I don't have any thoughts as to the why of this just yet ...

MrThearMan commented 4 days ago

I made another attempt at fixing this in 0.10.5. This fix binds the required table relations for the prefetch hack in the context itself, so it shouldn't run into the same race condition where _PREFETCH_HACK_CACHE has been cleared by one context while another tries to access it.

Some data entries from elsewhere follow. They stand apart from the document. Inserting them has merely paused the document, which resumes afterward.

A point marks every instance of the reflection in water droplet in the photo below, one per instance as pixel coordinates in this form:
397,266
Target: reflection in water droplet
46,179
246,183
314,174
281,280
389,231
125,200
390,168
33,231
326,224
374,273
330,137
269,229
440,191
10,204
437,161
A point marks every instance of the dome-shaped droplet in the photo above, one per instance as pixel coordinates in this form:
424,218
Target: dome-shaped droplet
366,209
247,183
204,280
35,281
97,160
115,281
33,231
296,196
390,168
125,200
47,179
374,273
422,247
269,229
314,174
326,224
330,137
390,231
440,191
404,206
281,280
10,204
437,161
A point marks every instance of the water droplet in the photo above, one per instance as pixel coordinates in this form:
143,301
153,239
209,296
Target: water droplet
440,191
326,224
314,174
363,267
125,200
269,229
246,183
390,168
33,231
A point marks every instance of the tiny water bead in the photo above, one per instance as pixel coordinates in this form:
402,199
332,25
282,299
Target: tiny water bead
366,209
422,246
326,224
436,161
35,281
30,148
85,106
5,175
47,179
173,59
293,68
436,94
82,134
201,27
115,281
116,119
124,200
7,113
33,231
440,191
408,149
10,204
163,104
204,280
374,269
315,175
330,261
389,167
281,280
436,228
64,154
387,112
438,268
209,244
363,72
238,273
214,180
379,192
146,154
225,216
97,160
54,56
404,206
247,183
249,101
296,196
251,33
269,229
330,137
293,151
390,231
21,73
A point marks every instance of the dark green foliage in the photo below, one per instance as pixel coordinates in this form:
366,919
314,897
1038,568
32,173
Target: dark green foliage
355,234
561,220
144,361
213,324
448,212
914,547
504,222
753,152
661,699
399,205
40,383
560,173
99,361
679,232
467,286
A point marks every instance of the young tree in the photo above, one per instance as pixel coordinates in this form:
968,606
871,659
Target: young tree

ethagnawl commented 2 days ago

Thanks so much, @MrThearMan. At first blush, 0.10.5 does seem to solve the problem. I was just able to verify that a script spawning 24 processes which spam the server (Debian/Docker) does not result in the same behavior that I was seeing consistently prior to the latest release.

I will ask my colleagues who were seeing this issue on macOS to verify today.